En todo el mundo, esa expansión adquirió características diferentes. Como ocurrió en América Latina, la difusión de los deportes fue tributaria de la influencia predominante de uno o de otro imperio; al mismo tiempo, razones más complejas y a veces sorprendentes dieron como resultado la hegemonía de algún deporte en detrimento de otros. De esta forma, si el imperio británico difundió el críquet en sus colonias, la estrecha asociación de ese deporte con las elites vetó su popularización en América Latina, lo que sin embargo no fue obstáculo para transformarlo en un deporte popular en Asia y en Oceanía.

En el sur, el fútbol 

La influencia británica marcó el deporte en la Argentina. Ya en 1806, durante las invasiones inglesas al Virreinato del Río de la Plata, se registró una partida de críquet entre los invasores. Algunos años más tardes, Thomas Hogg, dueño de una fábrica textil en Yorkshire, instalado en Buenos Aires, fundó un centro comercial, una biblioteca, un colegio y, en 1819, un club de críquet, todos británicos. En 1832, un grupo de jóvenes argentinos que retornaba de sus estudios en el extranjero creó su propio club de críquet. El hijo de Hogg, también llamado Thomas, fundó el Deadnought Swimming Club alrededor de 1860, y pasó a organizar competiciones en 1863. Tres años después, introdujo el squash en el país. En 1967, Thomas y su hermano James fundaron en la Buenos Aires Athletic Society que, el 30 de mayo del mismo año, organizó las primeras competencias deportivas en el país, en especial de fútbol, cuyos equipos para el primer partido en la Argentina, el 20 de junio, estuvieron liderados por los hermanos. Ambos también jugaron el primer partido de rugby, en el Buenos Aires Cricket Club, el 14 de mayo de 1874, así como el primer partido local de tenis, en 1880.
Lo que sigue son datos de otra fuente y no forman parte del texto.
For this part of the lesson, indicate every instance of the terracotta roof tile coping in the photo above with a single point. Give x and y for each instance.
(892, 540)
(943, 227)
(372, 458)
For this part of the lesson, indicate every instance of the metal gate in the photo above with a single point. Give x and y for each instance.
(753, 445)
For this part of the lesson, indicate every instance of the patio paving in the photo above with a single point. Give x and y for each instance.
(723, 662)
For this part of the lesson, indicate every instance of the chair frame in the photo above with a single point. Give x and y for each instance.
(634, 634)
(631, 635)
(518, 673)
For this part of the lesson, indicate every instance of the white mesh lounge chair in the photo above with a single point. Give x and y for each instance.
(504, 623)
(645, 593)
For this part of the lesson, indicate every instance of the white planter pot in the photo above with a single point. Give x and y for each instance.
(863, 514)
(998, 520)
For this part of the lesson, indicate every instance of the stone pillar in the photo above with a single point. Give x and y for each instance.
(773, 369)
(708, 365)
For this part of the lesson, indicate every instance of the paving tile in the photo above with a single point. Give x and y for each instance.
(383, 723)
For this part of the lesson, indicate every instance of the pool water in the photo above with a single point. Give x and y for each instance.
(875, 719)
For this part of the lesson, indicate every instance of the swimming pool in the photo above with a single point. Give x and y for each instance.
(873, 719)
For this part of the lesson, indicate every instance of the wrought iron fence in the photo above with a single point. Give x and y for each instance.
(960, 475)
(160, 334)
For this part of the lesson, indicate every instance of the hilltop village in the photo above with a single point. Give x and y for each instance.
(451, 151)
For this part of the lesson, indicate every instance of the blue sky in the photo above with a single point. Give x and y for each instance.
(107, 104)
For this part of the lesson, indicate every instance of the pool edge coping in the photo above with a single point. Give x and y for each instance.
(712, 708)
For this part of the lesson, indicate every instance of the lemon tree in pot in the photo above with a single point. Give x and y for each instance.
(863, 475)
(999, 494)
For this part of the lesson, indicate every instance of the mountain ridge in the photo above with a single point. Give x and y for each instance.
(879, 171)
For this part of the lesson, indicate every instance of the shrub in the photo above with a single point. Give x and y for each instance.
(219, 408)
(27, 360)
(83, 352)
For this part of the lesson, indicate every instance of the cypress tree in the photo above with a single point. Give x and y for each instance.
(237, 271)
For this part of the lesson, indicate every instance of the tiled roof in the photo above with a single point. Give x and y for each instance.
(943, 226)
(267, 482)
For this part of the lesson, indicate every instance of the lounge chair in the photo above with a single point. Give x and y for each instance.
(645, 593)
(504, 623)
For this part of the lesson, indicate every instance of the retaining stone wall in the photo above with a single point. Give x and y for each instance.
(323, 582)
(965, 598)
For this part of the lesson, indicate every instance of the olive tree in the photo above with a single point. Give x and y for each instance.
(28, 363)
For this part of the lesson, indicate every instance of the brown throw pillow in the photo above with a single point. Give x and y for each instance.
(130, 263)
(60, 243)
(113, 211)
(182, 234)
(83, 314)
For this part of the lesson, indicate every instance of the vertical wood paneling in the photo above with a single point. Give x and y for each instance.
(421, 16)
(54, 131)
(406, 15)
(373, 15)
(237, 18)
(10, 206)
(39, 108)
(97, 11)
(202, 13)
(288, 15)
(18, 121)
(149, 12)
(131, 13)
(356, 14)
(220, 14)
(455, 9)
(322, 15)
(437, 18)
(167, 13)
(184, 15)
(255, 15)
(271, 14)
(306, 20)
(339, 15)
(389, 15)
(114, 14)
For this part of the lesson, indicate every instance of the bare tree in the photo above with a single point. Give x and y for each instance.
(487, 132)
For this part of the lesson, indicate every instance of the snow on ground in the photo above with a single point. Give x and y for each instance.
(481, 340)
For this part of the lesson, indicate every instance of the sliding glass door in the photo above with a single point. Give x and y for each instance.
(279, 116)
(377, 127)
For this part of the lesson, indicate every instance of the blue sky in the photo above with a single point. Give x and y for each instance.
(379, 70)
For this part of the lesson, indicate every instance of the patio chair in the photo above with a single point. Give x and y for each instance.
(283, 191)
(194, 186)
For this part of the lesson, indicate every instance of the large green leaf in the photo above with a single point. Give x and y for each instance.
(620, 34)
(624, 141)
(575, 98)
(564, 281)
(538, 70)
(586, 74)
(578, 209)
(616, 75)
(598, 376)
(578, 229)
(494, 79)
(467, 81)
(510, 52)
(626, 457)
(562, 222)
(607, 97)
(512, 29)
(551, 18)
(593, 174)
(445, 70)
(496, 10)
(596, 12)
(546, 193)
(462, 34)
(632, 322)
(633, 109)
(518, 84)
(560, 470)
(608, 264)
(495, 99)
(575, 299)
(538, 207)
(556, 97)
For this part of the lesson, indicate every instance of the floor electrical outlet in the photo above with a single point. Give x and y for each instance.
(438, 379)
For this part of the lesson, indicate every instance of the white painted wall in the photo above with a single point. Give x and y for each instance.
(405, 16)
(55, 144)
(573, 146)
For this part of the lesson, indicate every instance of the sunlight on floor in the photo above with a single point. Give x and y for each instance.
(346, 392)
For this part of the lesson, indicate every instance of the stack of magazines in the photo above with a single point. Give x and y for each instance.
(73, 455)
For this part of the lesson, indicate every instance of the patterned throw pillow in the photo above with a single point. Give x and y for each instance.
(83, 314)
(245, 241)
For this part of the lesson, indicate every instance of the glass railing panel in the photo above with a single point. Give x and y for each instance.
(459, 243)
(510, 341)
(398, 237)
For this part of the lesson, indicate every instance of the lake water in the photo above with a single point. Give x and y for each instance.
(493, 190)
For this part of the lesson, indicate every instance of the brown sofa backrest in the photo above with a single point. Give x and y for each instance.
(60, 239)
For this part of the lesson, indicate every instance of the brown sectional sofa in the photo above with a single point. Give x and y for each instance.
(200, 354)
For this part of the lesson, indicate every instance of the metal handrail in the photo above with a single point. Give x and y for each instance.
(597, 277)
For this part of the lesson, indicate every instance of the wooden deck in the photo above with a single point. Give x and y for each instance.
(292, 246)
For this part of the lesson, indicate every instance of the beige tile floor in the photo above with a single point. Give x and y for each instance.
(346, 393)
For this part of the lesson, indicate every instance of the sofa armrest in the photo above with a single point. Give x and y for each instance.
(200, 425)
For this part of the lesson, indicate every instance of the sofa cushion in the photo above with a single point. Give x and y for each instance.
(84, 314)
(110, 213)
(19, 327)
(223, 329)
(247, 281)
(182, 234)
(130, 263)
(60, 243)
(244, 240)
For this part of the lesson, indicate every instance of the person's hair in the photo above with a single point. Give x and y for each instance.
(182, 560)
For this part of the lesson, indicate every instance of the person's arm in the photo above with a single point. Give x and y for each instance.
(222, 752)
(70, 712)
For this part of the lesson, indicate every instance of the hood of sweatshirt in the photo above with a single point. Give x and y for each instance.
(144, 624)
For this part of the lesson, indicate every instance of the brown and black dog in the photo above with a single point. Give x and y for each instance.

El impulso decisivo para el fútbol lo dio en 1884 el escocés Alexander Watson Hutton, al fundar la Buenos Aires English High School e introducir en el currículo escolar la práctica de deportes. Por su parte, el ferrocarril –totalmente en manos de capitales británicos– también colaboró: en 1891 se organizó la primera liga, creada por F. L. Wooley, miembro del Buenos Aires and Rosario Railway Athletic Club, un club deportivo vinculado a la empresa. Fue posible ver la conjunción de ambos factores en un partido realizado, en 1890, entre los obreros del Ferrocarril Nordeste Argentino y los estudiantes del Colegio Nacional de Santiago del Estero: ese encuentro también marcó el rápido crecimiento de la práctica del deporte por el territorio argentino. En 1893, producto de una alianza entre clubes y colegios británicos, se creó la Argentine Association Football League, que recién en 1905 tendría su nombre –y el registro de sus actas– escritos en español. Todo ese período estuvo dominado por los clubes y colegios de la colectividad, hasta que, en la década siguiente, empezó la hegemonía de los nuevos clubes de las clases medias criollas. Dichas asociaciones, a veces ligadas a la propiedad de la tierra –los nuevos “barrios” de Buenos Aires, o las pequeñas ciudades del interior– o a las empresas industriales, comerciales o de servicios, fueron los agentes de un intenso proceso de popularización de los deportes, que absorbería también a las clases populares y llevaría a la profesionalización, en 1931. A partir de ese momento, los clubes de elite abandonaron la práctica del fútbol para concentrarse en el rugby y, más tarde, en el hockey femenino, que durante décadas serían un símbolo de distinción de clase.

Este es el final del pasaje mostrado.